Drive down elevated IGF-1 and GH levels
In two studies, Somatuline® Depot (lanreotide) Injection demonstrated proven reductions in IGF-1 and GH levels.
At the end of studies 1 and 2, there was an overall reduction in IGF-1 and GH levels.1*

Go for normalized IGF-1 and GH levels
58% of patients had normalized IGF-1 levels at the end of 52 weeks.1*
In addition, 69% of patients had GH levels ≤5.0 ng/mL at the end of study.1*

* Study 1: A 52-week study of 108 patients with acromegaly. Qualified patients were randomized to receive a single deep subcutaneous injection of placebo or Somatuline® Depot (lanreotide) Injection 60 mg, 90 mg, or 120 mg, followed four weeks later by a fixed-dose phase where they received four injections of Somatuline® Depot (lanreotide) Injection, and ending in a dose-titration phase where they received eight injections of Somatuline® Depot (lanreotide) Injection. Injections were given at four-week intervals, and during the dose-titration phase, the dose was titrated twice (every fourth injection), as needed, according to individuals GH and IGF-1 levels. 99 patients completed the dose-titration phase of the study. Final values were calculated by carrying forward the last observation from the 107 patients that participated in the dose-titration phase.

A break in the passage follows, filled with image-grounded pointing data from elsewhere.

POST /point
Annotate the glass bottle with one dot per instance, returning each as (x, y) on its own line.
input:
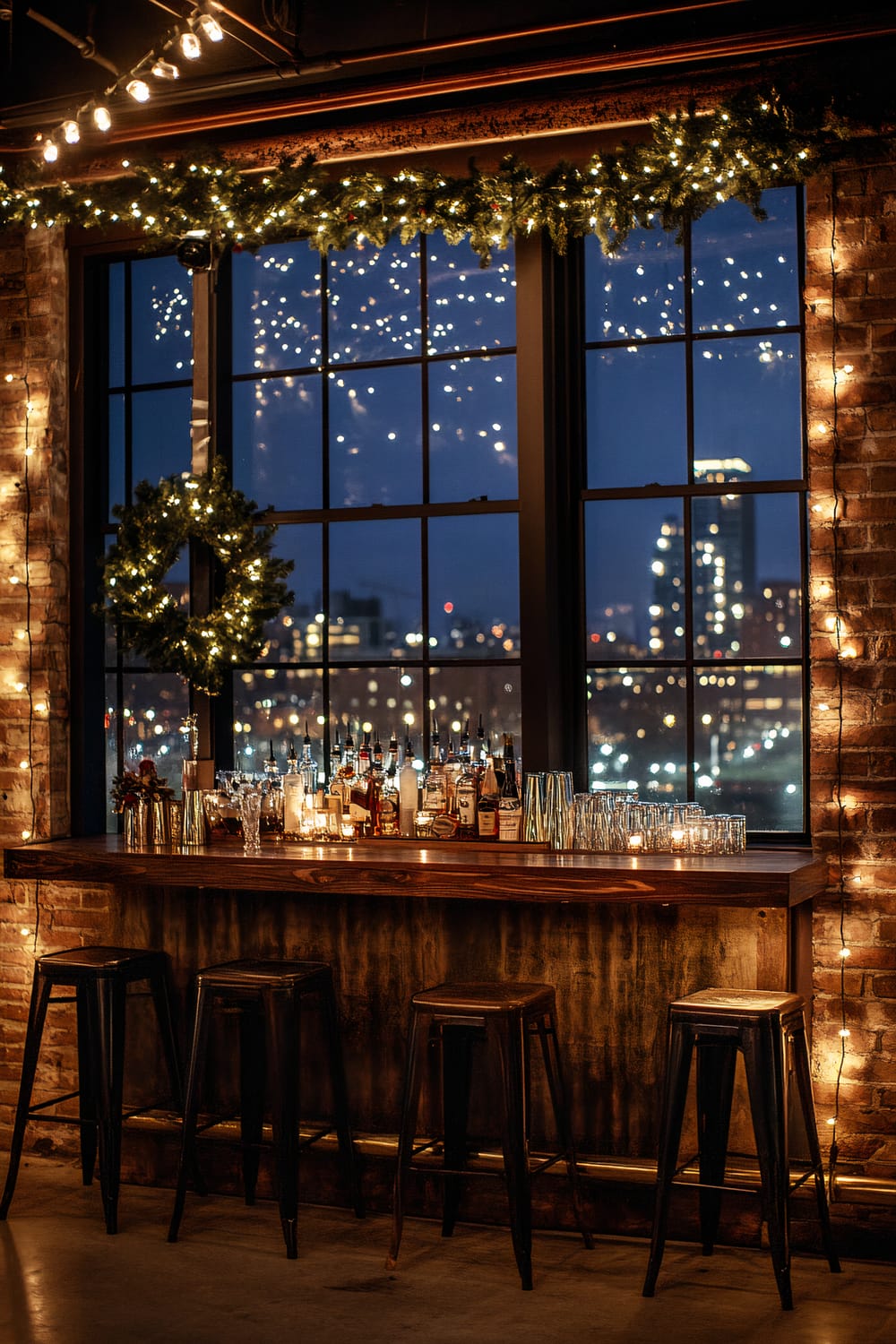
(293, 795)
(387, 814)
(511, 804)
(271, 809)
(408, 792)
(308, 768)
(435, 780)
(487, 809)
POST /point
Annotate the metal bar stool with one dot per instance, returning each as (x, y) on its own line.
(505, 1016)
(268, 996)
(769, 1030)
(99, 978)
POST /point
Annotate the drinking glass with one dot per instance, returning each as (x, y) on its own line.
(250, 811)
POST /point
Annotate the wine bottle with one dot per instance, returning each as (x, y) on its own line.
(511, 804)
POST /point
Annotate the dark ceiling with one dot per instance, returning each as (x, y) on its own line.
(327, 58)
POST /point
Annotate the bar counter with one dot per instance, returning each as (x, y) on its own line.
(616, 935)
(460, 871)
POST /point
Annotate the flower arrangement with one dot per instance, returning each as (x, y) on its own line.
(129, 788)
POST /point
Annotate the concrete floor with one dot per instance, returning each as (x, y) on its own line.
(228, 1281)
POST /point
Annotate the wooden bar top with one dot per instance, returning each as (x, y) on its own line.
(454, 870)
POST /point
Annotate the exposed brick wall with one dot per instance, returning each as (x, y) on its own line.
(34, 671)
(850, 335)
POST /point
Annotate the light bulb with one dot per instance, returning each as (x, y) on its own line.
(211, 27)
(191, 46)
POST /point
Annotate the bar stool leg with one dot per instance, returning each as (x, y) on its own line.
(408, 1126)
(556, 1086)
(799, 1054)
(457, 1045)
(281, 1029)
(675, 1094)
(188, 1160)
(339, 1089)
(253, 1056)
(110, 1070)
(767, 1088)
(163, 996)
(88, 1082)
(508, 1034)
(37, 1016)
(716, 1061)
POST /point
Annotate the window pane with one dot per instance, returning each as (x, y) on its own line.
(474, 586)
(375, 303)
(634, 578)
(469, 306)
(747, 408)
(745, 575)
(271, 707)
(375, 437)
(637, 731)
(461, 694)
(750, 745)
(116, 352)
(160, 435)
(277, 441)
(638, 292)
(116, 451)
(745, 271)
(161, 320)
(637, 416)
(375, 597)
(381, 701)
(473, 429)
(296, 634)
(277, 308)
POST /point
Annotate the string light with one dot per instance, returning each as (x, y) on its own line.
(99, 113)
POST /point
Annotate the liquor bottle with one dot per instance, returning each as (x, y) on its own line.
(465, 800)
(308, 768)
(293, 795)
(408, 792)
(487, 809)
(435, 781)
(511, 804)
(387, 814)
(359, 789)
(271, 811)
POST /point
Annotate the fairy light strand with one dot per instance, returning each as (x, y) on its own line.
(839, 661)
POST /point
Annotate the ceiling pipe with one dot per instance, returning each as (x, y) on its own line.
(608, 62)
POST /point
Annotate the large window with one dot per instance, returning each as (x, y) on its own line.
(370, 403)
(694, 515)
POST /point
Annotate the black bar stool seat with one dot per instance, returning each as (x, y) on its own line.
(769, 1030)
(268, 996)
(99, 978)
(505, 1015)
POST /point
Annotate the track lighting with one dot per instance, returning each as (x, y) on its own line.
(191, 46)
(164, 69)
(211, 27)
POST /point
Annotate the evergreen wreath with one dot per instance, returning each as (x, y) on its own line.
(151, 535)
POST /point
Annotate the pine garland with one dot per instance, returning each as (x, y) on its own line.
(151, 535)
(691, 164)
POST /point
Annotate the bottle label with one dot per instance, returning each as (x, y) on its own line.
(487, 823)
(509, 822)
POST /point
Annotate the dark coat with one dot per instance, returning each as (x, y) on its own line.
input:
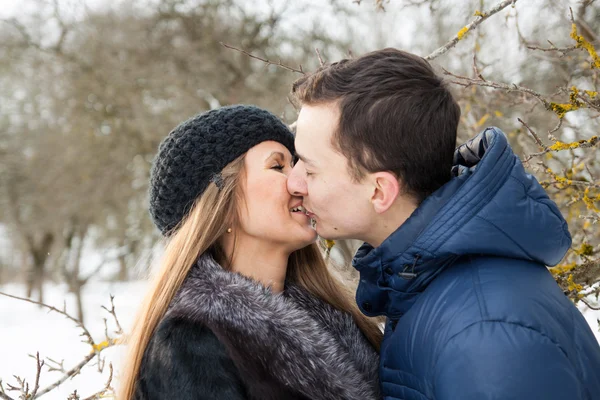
(473, 313)
(227, 337)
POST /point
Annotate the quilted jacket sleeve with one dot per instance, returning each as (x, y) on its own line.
(500, 360)
(187, 362)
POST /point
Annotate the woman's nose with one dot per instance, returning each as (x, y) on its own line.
(296, 184)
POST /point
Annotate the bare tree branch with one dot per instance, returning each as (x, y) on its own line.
(480, 17)
(279, 63)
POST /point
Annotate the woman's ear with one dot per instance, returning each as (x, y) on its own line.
(385, 190)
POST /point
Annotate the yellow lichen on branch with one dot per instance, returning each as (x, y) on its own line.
(562, 269)
(561, 109)
(582, 43)
(559, 146)
(589, 201)
(574, 287)
(97, 347)
(559, 179)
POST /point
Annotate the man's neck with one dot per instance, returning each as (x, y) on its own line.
(265, 263)
(387, 223)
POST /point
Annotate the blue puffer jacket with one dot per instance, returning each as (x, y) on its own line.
(472, 311)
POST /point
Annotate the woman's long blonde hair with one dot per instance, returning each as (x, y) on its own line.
(199, 232)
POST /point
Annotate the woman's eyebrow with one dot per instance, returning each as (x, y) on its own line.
(276, 153)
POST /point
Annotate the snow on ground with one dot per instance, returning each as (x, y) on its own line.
(25, 329)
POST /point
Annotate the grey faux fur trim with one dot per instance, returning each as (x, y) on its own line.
(295, 338)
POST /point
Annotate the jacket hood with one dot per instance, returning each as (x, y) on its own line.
(490, 207)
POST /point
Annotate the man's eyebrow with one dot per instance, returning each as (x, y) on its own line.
(276, 153)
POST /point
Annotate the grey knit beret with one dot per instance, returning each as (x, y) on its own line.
(198, 149)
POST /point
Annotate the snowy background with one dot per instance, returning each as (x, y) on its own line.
(27, 329)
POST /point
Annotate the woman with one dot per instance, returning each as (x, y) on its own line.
(243, 306)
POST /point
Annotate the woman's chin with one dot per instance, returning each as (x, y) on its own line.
(309, 237)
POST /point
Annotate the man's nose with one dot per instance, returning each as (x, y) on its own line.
(296, 183)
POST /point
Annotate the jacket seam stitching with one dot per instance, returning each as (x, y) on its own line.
(477, 287)
(498, 322)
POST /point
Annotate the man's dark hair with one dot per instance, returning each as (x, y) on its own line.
(396, 115)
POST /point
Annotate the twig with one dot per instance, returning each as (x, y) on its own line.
(481, 16)
(70, 373)
(3, 395)
(496, 85)
(39, 366)
(321, 62)
(268, 62)
(590, 306)
(535, 136)
(112, 312)
(85, 333)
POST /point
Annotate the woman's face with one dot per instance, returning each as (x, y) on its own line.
(267, 211)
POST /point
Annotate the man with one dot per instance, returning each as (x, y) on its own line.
(457, 243)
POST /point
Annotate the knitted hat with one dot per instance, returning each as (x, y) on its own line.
(197, 150)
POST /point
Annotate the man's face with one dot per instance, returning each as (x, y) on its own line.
(340, 207)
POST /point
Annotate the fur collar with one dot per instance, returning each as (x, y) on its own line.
(293, 338)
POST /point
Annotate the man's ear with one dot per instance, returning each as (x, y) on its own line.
(386, 189)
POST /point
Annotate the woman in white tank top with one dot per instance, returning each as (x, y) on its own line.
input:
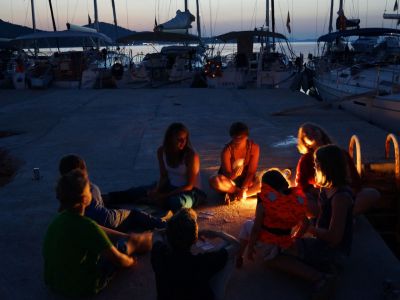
(239, 160)
(179, 183)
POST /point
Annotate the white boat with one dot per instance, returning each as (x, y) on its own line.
(176, 63)
(68, 67)
(383, 111)
(349, 73)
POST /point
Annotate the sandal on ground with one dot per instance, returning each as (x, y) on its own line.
(239, 262)
(324, 288)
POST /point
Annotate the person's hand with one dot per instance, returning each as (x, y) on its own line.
(300, 229)
(156, 197)
(237, 172)
(139, 243)
(209, 234)
(251, 252)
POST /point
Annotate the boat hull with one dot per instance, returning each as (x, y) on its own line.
(383, 111)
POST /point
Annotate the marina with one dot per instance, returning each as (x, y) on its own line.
(117, 132)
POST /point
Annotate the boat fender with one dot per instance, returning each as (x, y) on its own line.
(213, 69)
(117, 70)
(156, 74)
(20, 68)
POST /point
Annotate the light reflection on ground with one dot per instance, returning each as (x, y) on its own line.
(289, 141)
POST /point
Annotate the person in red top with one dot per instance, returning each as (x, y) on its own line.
(279, 209)
(310, 138)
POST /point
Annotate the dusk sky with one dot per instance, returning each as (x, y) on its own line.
(309, 18)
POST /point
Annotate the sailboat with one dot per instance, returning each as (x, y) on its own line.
(177, 63)
(270, 67)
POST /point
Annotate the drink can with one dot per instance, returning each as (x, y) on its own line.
(36, 174)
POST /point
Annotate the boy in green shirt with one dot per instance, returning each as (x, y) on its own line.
(77, 252)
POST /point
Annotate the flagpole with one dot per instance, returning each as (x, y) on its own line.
(331, 17)
(115, 20)
(96, 16)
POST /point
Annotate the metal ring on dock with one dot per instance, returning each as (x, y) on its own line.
(355, 141)
(392, 138)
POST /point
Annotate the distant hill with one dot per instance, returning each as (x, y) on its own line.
(109, 30)
(10, 30)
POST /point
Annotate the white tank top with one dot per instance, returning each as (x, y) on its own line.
(178, 176)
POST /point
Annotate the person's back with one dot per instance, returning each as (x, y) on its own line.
(182, 275)
(71, 252)
(282, 212)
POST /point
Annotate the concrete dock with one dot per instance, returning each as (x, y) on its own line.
(118, 132)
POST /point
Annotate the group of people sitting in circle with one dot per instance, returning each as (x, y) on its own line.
(305, 230)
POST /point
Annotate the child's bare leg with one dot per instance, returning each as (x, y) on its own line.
(139, 243)
(293, 266)
(244, 237)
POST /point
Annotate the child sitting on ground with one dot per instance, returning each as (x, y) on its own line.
(279, 209)
(121, 219)
(79, 258)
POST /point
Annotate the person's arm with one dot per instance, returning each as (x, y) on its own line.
(111, 233)
(118, 258)
(193, 169)
(341, 203)
(231, 245)
(158, 236)
(163, 170)
(255, 231)
(252, 168)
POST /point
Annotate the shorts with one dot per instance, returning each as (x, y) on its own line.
(320, 255)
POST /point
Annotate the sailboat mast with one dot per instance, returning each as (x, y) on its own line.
(33, 15)
(267, 15)
(115, 19)
(273, 22)
(96, 16)
(198, 19)
(52, 16)
(186, 9)
(341, 7)
(331, 17)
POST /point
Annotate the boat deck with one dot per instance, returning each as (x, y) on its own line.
(118, 132)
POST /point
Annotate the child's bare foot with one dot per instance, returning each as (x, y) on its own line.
(167, 216)
(141, 243)
(239, 262)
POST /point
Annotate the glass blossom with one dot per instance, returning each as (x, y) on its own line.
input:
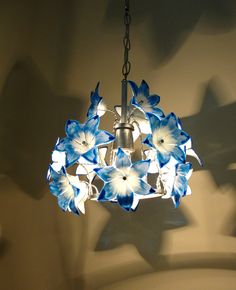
(69, 190)
(97, 106)
(82, 140)
(124, 182)
(167, 148)
(143, 101)
(174, 178)
(166, 138)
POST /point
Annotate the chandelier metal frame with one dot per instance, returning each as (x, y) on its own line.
(82, 157)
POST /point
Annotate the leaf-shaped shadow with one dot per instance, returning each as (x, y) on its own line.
(213, 133)
(143, 228)
(170, 22)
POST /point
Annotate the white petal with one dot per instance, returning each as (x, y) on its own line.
(80, 206)
(151, 154)
(136, 132)
(59, 157)
(189, 191)
(101, 109)
(135, 202)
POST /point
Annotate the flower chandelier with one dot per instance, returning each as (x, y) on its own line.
(163, 151)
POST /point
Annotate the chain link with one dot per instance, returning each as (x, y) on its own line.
(126, 42)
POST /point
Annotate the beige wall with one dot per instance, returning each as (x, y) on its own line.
(52, 54)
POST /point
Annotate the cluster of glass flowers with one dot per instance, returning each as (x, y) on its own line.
(164, 147)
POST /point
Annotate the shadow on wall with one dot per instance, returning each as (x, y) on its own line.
(32, 118)
(170, 22)
(213, 131)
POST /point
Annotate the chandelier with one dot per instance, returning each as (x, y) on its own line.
(88, 154)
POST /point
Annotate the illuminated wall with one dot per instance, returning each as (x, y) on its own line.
(52, 54)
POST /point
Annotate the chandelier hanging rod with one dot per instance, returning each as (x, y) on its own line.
(127, 65)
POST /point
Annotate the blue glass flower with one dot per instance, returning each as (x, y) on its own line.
(97, 106)
(124, 182)
(69, 190)
(174, 180)
(167, 138)
(143, 101)
(82, 140)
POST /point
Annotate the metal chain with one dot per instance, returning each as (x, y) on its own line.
(126, 41)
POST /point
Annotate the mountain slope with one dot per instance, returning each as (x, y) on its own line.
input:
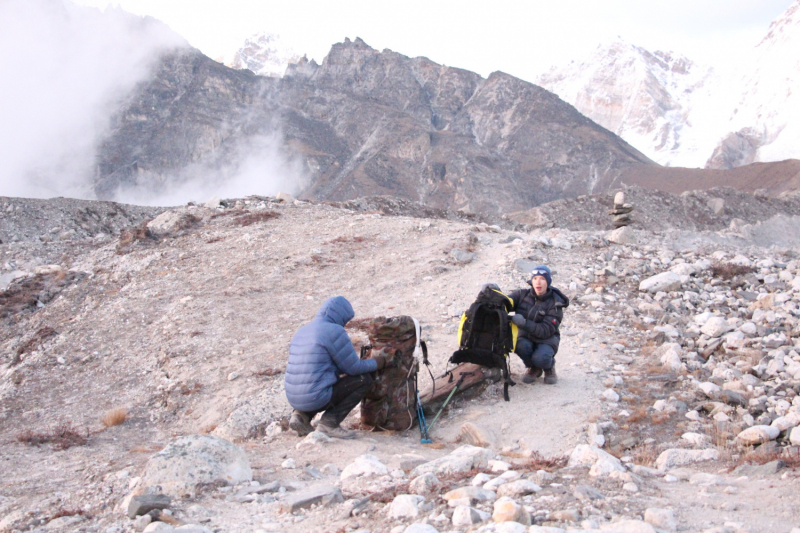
(765, 124)
(363, 123)
(649, 99)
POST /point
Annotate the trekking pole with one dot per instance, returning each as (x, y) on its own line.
(423, 426)
(452, 392)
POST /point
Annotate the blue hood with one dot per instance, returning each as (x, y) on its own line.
(336, 310)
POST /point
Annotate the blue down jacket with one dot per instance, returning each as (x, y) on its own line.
(319, 352)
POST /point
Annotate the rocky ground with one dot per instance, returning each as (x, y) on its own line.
(132, 359)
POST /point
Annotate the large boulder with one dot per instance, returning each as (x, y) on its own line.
(188, 461)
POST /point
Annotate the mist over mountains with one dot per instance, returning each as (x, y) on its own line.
(120, 107)
(64, 71)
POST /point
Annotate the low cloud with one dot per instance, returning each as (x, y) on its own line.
(66, 70)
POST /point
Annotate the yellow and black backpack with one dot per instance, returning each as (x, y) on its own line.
(486, 335)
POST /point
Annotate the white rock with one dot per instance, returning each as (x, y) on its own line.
(420, 528)
(188, 461)
(610, 395)
(462, 459)
(623, 235)
(465, 517)
(405, 506)
(758, 435)
(364, 465)
(794, 436)
(481, 479)
(499, 466)
(696, 439)
(628, 526)
(158, 526)
(661, 518)
(424, 484)
(510, 527)
(313, 440)
(709, 389)
(518, 489)
(666, 281)
(675, 457)
(716, 326)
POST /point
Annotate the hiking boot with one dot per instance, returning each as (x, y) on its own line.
(300, 423)
(337, 432)
(531, 375)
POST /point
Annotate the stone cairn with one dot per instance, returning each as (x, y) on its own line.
(621, 213)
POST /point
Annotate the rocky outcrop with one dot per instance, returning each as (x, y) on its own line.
(364, 123)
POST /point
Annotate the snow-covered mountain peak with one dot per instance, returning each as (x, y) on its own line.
(266, 54)
(642, 96)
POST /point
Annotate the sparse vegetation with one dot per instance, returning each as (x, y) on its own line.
(254, 217)
(114, 417)
(62, 436)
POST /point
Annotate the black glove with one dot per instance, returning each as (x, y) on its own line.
(519, 320)
(381, 360)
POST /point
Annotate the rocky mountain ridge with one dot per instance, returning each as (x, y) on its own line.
(363, 123)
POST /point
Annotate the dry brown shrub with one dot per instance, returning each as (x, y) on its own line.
(728, 271)
(538, 462)
(268, 372)
(253, 218)
(67, 512)
(114, 417)
(62, 436)
(645, 454)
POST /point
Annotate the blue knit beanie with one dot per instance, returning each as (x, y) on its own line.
(544, 271)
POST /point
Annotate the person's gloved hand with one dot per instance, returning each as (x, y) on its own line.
(381, 360)
(519, 320)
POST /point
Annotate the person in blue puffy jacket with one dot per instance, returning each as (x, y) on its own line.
(324, 372)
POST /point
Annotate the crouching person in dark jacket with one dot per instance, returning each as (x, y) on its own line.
(325, 373)
(538, 314)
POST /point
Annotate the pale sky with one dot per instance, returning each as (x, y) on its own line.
(522, 38)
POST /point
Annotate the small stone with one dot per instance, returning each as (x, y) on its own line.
(794, 436)
(324, 495)
(757, 435)
(675, 457)
(716, 327)
(405, 506)
(518, 489)
(507, 510)
(468, 516)
(424, 484)
(666, 282)
(610, 395)
(565, 515)
(476, 435)
(143, 504)
(313, 440)
(585, 492)
(474, 494)
(661, 518)
(364, 465)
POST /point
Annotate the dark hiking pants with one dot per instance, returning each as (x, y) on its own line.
(535, 355)
(347, 393)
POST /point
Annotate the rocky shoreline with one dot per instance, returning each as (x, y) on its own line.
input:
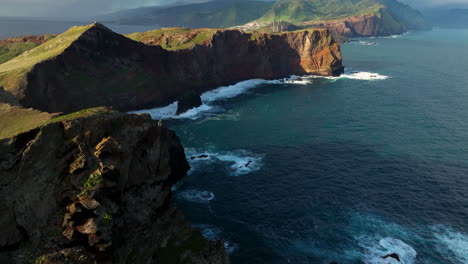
(102, 68)
(96, 188)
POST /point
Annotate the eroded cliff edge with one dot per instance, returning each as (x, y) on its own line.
(96, 189)
(93, 66)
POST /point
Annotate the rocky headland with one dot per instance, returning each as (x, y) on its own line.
(96, 189)
(94, 185)
(93, 66)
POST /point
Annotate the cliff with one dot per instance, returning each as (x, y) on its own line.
(93, 66)
(345, 18)
(96, 189)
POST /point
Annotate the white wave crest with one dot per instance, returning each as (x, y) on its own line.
(230, 247)
(209, 232)
(364, 43)
(451, 244)
(228, 92)
(196, 196)
(213, 233)
(237, 162)
(379, 251)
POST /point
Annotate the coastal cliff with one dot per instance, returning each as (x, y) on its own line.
(96, 189)
(92, 66)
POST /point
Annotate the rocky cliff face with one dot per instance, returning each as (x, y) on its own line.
(96, 190)
(102, 68)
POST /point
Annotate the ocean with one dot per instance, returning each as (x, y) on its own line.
(12, 27)
(321, 170)
(347, 169)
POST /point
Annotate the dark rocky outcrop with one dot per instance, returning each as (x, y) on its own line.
(102, 68)
(96, 190)
(188, 101)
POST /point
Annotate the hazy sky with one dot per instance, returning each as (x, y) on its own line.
(81, 8)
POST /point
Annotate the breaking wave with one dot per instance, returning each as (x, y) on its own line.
(386, 250)
(227, 92)
(451, 244)
(236, 162)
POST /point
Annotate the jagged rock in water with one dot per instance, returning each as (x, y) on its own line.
(189, 101)
(96, 190)
(116, 71)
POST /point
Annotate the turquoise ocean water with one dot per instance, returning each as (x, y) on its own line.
(343, 169)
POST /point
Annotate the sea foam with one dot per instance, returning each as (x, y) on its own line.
(451, 244)
(197, 196)
(209, 108)
(375, 251)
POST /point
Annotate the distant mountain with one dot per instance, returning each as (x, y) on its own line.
(216, 14)
(448, 18)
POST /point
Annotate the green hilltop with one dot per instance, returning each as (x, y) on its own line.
(174, 38)
(14, 70)
(319, 10)
(217, 14)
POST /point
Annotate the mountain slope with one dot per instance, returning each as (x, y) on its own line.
(217, 14)
(92, 66)
(12, 47)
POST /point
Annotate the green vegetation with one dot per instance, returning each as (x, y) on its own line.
(173, 253)
(215, 14)
(13, 71)
(319, 10)
(108, 219)
(9, 51)
(81, 114)
(174, 38)
(15, 120)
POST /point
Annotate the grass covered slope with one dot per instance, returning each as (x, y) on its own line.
(13, 71)
(350, 18)
(215, 14)
(175, 38)
(319, 10)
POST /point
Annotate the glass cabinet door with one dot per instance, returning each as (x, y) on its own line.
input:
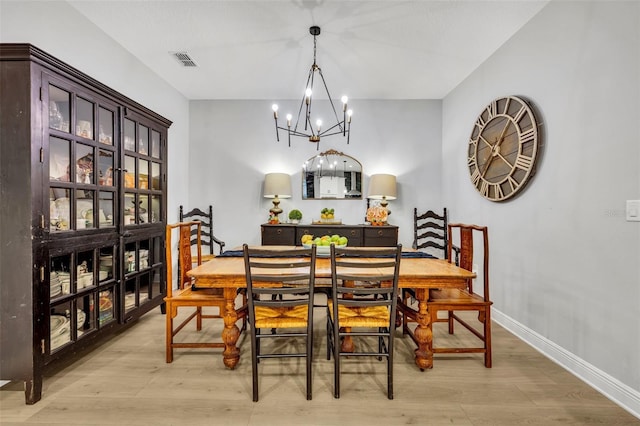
(82, 159)
(78, 280)
(143, 173)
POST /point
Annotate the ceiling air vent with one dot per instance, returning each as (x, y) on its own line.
(184, 59)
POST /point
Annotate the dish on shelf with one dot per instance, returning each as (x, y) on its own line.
(81, 318)
(323, 251)
(59, 324)
(327, 222)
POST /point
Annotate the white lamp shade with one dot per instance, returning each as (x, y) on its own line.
(277, 185)
(382, 185)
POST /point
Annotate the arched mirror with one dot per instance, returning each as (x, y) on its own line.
(332, 175)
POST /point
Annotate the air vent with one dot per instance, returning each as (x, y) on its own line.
(184, 59)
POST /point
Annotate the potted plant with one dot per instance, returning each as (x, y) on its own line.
(295, 216)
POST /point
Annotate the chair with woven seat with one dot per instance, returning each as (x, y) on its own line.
(362, 306)
(280, 289)
(430, 232)
(456, 300)
(429, 235)
(184, 296)
(209, 241)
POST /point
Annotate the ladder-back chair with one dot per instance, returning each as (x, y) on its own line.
(455, 300)
(184, 296)
(362, 306)
(281, 303)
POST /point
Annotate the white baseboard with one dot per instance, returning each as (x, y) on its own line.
(612, 388)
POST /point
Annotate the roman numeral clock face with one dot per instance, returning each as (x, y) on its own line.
(503, 148)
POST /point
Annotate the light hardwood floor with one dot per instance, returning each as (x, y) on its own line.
(125, 381)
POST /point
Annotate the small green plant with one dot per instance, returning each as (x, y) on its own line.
(295, 214)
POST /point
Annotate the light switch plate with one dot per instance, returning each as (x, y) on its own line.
(633, 210)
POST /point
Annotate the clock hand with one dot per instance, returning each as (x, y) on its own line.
(486, 165)
(501, 138)
(495, 149)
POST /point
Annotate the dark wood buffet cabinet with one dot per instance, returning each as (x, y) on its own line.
(84, 198)
(358, 235)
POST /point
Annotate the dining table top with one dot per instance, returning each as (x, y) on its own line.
(415, 272)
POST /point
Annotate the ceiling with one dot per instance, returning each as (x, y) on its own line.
(416, 49)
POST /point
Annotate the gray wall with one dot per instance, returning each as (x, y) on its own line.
(233, 144)
(60, 30)
(565, 267)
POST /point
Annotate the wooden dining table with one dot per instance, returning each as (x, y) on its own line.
(419, 273)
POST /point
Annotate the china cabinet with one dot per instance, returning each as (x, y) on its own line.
(83, 182)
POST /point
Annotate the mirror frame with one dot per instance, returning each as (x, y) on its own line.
(310, 175)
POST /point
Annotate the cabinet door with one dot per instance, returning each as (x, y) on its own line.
(143, 172)
(80, 131)
(143, 265)
(81, 284)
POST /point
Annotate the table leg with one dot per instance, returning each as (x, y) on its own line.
(423, 333)
(231, 332)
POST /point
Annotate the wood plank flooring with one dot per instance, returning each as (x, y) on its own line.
(126, 381)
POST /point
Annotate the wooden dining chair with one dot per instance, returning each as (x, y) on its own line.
(362, 306)
(183, 295)
(453, 301)
(430, 234)
(280, 288)
(209, 242)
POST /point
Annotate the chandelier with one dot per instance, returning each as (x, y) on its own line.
(304, 127)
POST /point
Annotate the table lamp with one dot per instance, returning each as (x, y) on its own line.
(383, 187)
(276, 186)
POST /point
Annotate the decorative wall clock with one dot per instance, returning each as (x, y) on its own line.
(503, 148)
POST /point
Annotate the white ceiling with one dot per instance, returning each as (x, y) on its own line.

Study 2: A 48-week open-label, uncontrolled multicenter study that enrolled 63 patients who had an IGF-1 concentration ≥1.3 times the upper limit of the age-adjusted normal range. In the fixed-dose phase, patients received four deep subcutaneous injections of Somatuline® Depot (lanreotide) Injection 90 mg at four-week intervals. Patients then entered a dose-titration phase where the dose of Somatuline® Depot (lanreotide) Injection was adjusted based on GH and IGF-1 levels at the beginning of the dose-titration phase and, if necessary, again after another four injections. Patients titrated up to the maximum dose (120 mg) were not allowed to titrate down again. 57 patients completed the dose-titration phase of the study. Final values were calculated by carrying forward the last observation from all 63 patients.